Abstract
Introduction
Epithelial–mesenchymal transition (EMT) induces the loss of cell–cell interactions in polarized epithelial cells and converts these cells to invasive mesenchymal-like cells. It is also involved in tissue fibrosis including that occurring in some ocular surface diseases such as pterygium and in subepithelial corneal fibrosis in limbal stem cell deficiency. Here, we examined the effects of the secretome of human adipose-derived mesenchymal stem cells (AdMSCs) on EMT in human corneal epithelial cells (CECs).
Methods
EMT was induced with transforming growth factor-β (TGF-β) in primary human CECs isolated from the human corneal limbus.
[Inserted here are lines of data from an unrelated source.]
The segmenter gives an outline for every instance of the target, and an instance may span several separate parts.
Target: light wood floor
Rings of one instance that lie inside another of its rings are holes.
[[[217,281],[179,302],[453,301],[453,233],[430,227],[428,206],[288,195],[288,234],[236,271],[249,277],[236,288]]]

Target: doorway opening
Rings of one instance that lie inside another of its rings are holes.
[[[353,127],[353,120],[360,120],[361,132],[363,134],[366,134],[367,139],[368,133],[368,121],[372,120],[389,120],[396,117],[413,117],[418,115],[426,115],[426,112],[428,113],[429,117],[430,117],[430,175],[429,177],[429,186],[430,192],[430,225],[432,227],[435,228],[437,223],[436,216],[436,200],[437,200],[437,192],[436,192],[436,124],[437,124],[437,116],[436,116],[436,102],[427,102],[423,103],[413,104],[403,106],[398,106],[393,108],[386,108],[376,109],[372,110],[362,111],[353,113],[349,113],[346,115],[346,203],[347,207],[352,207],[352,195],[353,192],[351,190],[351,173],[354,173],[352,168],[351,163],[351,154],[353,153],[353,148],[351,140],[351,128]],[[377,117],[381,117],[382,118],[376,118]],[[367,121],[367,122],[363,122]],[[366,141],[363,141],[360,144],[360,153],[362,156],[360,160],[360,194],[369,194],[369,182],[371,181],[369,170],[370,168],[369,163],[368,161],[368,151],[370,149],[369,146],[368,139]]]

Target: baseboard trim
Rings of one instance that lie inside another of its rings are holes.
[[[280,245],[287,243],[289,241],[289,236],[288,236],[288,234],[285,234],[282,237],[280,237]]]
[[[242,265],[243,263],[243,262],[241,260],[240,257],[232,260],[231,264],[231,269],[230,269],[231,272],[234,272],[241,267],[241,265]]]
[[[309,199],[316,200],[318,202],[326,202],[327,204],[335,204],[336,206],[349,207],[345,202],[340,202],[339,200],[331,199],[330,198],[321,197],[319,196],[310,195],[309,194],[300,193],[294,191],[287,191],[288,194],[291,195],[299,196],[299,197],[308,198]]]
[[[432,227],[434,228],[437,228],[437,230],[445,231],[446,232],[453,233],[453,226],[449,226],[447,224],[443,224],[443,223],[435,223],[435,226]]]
The effects of the AdMSC secretome on EMT in these cells or stratified CEC sheets were analyzed by co-cultivation experiments with the addition of AdMSC conditioned-medium. The expression of EMT-related genes and proteins in CECs was analyzed. The superstructure of CECs was observed by scanning electron microscopy. Furthermore, the barrier function of CEC sheets was analyzed by measuring transepithelial electrical resistance (TER).
Results
The AdMSC secretome was found to suppress EMT-related gene expression and attenuate TGF-β-induced corneal epithelial dysfunction including the dissociation of cell–cell interactions and decreases in TER in constructed CEC sheets.
Conclusions
The secretome of AdMSCs can inhibit TGF-β-induced EMT in CECs. These findings suggest that this could be a useful source for the treatment for EMT-related ocular surface diseases.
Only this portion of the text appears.